Machine Learning-based Prediction and Optimization of Photocatalytic Degradation of Methylene Blue Using TiO₂, Fe₂O₃, and Ti–Fe Composite Nanomaterials
摘要
The present study aims to develop a machine learning-based framework for predicting and optimizing the photocatalytic degradation efficiency of methylene blue (MB) using TiO₂, Fe₂O₃, and Ti–Fe composite nanomaterials. A dataset comprising 706 experimental observations was compiled from literature sources, incorporating key reaction parameters such as catalyst type, catalyst loading, light intensity, solution pH, and reaction time. Various machine learning models, including linear, kernel-based, and ensemble methods, were evaluated for predictive performance. The results demonstrate that ensemble tree-based models significantly outperform conventional approaches in capturing the complex nonlinear relationships governing photocatalytic degradation. Among all models, Light Gradient Boosting Machine (LGBM) achieved the best predictive performance, which further improved after hyperparameter optimization, reaching a test R² of 0.8886 and RMSE of 9.71. HistGradientBoosting and CatBoost also showed competitive performance, while XGBoost demonstrated strong generalization capability with the highest cross-validation score.

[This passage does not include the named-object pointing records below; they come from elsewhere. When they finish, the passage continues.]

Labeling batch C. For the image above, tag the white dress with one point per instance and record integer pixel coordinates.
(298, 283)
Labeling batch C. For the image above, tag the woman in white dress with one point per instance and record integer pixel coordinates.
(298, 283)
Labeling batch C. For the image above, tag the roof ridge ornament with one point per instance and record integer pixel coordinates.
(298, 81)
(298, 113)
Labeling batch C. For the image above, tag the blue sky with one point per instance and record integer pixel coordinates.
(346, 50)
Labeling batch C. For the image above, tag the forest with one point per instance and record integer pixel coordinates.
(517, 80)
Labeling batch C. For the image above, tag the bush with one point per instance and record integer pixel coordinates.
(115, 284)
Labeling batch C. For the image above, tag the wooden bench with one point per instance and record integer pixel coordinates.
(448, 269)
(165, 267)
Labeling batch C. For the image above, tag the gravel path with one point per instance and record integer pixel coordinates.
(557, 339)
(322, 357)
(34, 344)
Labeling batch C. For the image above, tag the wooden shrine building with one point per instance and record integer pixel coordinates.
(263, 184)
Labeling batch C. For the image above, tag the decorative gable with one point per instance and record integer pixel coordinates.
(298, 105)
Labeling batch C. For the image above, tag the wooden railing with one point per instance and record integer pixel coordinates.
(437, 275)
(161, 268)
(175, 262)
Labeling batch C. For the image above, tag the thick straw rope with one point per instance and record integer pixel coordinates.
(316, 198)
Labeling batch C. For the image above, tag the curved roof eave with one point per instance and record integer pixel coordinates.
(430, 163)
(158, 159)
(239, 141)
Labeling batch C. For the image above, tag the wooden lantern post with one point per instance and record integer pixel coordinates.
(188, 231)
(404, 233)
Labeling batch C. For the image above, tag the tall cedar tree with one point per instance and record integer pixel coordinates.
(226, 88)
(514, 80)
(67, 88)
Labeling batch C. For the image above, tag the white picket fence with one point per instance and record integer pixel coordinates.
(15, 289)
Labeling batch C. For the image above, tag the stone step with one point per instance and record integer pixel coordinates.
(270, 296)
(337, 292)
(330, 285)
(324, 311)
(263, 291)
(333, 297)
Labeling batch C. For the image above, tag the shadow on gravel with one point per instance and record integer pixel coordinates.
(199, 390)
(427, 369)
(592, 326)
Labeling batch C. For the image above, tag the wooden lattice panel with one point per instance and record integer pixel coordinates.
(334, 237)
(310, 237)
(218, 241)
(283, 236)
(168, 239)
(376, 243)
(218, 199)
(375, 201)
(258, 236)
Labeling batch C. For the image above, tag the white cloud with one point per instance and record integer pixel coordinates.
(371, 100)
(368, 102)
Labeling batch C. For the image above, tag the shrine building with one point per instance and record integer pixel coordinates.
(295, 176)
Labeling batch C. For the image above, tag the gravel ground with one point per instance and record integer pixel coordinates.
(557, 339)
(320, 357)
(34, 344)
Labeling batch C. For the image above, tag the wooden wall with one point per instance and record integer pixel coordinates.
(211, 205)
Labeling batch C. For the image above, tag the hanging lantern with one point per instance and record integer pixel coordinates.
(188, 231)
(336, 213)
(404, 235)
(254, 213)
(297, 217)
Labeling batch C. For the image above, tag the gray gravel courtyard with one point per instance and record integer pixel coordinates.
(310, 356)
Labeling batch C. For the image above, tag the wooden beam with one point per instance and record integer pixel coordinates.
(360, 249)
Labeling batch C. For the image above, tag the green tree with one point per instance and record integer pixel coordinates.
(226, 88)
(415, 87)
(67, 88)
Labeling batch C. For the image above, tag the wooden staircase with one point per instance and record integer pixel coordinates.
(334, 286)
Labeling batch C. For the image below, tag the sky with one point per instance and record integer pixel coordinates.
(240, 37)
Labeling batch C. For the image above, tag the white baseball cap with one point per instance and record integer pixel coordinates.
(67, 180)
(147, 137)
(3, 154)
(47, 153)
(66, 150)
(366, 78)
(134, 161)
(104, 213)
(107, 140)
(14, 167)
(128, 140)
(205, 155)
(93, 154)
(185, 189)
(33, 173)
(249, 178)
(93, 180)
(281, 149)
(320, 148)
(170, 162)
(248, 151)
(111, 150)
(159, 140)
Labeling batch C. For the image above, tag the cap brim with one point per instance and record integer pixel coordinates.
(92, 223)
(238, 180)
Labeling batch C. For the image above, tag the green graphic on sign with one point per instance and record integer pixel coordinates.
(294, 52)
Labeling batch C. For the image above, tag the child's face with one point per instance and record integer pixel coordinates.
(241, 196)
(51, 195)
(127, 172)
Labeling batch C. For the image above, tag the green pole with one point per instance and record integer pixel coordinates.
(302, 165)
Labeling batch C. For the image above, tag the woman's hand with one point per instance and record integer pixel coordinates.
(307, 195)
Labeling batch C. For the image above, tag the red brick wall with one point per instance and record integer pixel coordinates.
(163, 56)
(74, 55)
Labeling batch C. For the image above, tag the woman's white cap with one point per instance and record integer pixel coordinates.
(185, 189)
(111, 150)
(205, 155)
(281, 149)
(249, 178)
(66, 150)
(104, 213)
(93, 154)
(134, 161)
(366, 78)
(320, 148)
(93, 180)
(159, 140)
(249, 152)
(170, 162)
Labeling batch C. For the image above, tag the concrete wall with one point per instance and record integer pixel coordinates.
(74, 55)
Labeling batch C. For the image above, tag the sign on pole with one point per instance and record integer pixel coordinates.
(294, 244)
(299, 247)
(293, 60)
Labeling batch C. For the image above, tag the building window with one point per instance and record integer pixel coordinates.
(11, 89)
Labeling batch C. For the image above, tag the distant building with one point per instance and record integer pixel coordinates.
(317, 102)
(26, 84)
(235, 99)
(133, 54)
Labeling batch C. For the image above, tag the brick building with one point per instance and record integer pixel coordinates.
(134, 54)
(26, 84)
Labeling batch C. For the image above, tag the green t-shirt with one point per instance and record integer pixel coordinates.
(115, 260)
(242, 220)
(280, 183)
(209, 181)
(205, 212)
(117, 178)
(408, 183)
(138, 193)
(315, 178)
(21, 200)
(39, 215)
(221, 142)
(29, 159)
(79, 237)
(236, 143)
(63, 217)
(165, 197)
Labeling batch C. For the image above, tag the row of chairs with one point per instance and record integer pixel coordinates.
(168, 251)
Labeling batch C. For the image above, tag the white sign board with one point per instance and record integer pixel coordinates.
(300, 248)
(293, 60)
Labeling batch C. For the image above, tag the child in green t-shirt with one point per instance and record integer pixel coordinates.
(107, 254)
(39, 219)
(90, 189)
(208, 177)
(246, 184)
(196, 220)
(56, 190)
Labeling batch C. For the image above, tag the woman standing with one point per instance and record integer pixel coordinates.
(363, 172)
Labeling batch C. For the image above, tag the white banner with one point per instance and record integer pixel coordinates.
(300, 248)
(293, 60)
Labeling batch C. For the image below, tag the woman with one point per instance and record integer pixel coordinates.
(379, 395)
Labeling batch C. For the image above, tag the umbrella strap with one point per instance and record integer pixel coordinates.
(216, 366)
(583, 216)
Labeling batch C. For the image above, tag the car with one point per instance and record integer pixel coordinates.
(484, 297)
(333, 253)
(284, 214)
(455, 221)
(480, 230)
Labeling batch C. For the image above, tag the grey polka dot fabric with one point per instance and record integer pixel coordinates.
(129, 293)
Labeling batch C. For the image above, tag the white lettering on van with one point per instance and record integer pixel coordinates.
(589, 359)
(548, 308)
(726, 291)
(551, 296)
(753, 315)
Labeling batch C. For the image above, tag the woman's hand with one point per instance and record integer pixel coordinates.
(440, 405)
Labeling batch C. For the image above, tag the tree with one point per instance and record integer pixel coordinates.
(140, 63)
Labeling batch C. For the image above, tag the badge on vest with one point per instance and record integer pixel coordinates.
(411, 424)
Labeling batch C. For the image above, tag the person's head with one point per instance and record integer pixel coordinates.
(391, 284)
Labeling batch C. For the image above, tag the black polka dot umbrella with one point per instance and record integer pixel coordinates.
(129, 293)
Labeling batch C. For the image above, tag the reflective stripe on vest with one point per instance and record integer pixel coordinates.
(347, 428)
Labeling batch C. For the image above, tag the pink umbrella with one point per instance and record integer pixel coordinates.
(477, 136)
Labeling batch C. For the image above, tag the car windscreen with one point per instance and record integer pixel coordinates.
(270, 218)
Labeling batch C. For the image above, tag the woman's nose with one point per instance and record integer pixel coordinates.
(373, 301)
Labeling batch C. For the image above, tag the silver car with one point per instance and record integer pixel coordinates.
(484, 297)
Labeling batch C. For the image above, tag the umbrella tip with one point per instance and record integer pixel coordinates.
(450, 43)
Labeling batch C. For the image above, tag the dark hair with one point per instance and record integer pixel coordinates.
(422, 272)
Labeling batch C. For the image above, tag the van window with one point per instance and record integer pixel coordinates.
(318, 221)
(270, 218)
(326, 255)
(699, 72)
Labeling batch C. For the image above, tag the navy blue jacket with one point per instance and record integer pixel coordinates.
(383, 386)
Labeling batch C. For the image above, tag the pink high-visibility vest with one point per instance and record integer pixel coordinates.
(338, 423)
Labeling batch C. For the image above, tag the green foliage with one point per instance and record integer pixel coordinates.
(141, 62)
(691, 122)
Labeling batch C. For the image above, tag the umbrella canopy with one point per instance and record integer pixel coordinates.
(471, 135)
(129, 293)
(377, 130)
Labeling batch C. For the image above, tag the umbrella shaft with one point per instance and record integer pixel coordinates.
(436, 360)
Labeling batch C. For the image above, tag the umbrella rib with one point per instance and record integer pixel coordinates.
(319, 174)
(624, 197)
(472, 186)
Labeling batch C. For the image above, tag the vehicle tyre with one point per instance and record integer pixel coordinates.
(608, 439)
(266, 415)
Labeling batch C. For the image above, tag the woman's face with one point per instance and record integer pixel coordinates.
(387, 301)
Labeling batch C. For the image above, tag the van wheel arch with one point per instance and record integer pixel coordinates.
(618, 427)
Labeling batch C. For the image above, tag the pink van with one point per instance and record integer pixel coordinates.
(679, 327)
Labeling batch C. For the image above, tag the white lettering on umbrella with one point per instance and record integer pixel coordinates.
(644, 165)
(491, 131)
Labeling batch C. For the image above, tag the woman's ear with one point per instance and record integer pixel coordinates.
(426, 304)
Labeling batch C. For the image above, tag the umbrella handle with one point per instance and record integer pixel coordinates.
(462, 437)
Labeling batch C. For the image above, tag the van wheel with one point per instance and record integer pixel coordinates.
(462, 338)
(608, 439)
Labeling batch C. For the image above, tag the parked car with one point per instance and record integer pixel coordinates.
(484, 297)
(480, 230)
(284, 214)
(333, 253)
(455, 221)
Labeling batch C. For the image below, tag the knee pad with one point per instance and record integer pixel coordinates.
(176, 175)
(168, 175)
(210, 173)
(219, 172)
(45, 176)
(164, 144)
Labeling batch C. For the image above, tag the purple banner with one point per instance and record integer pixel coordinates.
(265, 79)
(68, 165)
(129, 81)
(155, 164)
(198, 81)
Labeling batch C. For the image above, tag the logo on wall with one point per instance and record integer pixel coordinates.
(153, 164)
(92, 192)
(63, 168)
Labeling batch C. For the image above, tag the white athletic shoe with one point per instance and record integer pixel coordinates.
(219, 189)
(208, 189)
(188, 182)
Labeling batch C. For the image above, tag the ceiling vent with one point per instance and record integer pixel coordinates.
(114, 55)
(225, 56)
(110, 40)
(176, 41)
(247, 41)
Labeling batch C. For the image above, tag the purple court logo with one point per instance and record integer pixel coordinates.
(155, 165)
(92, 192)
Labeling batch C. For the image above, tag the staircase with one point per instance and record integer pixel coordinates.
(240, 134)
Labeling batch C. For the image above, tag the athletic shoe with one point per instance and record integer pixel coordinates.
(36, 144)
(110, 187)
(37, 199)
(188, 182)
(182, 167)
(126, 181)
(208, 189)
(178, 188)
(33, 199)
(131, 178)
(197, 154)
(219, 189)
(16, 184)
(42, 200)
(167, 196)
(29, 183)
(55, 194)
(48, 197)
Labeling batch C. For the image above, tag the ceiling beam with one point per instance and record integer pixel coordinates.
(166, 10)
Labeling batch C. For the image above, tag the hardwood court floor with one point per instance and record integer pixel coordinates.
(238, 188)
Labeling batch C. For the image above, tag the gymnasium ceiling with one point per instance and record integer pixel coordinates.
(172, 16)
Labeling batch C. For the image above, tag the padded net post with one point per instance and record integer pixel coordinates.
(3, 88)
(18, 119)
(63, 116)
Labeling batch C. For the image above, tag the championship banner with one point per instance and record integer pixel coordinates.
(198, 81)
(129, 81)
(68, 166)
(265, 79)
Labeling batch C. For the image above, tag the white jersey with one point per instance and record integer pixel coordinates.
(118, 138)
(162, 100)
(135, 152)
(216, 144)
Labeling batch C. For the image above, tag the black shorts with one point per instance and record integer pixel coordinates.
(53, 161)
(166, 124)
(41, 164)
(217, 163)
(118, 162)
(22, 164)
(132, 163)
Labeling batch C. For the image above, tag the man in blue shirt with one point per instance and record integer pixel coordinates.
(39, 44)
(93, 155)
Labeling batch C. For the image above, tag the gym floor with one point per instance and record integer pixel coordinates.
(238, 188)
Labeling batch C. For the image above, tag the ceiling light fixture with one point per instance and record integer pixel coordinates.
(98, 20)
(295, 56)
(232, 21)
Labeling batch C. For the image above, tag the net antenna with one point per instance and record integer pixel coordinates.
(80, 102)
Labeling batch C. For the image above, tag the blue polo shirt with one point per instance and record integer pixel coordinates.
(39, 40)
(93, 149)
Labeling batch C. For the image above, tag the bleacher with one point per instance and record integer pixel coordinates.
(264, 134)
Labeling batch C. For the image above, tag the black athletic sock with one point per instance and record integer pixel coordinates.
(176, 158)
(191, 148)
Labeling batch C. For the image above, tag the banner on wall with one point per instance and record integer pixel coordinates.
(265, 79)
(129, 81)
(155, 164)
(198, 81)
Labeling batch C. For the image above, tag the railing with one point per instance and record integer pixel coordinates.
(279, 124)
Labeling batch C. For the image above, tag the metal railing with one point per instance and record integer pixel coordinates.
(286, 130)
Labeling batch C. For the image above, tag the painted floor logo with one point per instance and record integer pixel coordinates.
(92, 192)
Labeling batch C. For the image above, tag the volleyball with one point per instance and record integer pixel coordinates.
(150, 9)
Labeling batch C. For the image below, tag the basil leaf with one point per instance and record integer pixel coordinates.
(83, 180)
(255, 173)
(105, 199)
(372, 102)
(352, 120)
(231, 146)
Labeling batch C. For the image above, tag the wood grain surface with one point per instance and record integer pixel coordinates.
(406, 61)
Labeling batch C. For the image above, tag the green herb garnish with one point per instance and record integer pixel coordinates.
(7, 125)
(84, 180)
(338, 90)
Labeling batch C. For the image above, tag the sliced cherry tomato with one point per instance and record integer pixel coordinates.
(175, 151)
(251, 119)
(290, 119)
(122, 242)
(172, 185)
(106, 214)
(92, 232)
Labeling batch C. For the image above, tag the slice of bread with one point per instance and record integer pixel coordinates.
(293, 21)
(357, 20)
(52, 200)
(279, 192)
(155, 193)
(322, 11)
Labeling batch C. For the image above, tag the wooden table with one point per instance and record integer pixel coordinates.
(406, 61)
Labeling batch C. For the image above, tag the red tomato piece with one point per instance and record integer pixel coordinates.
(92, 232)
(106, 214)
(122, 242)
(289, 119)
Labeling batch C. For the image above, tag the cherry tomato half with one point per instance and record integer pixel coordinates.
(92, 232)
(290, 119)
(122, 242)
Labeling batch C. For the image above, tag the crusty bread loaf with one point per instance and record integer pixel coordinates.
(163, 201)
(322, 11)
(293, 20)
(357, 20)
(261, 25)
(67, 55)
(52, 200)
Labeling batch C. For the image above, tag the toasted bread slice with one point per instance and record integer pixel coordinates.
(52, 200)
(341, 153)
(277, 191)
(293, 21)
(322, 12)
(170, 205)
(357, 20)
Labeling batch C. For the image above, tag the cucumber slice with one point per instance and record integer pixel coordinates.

Feature importance analysis using Random Forest and SHAP revealed that reaction time is the most influential parameter, followed by light conditions and catalyst properties. The findings demonstrate that photocatalytic degradation is governed by complex nonlinear interactions among process variables, which ensemble models effectively capture. The observed trends are consistent with photocatalytic kinetics, in which prolonged irradiation enhances degradation efficiency until equilibrium is reached. Overall, this study highlights the effectiveness of machine learning in modeling and optimizing photocatalytic processes and provides a reliable data-driven framework for methylene blue degradation systems.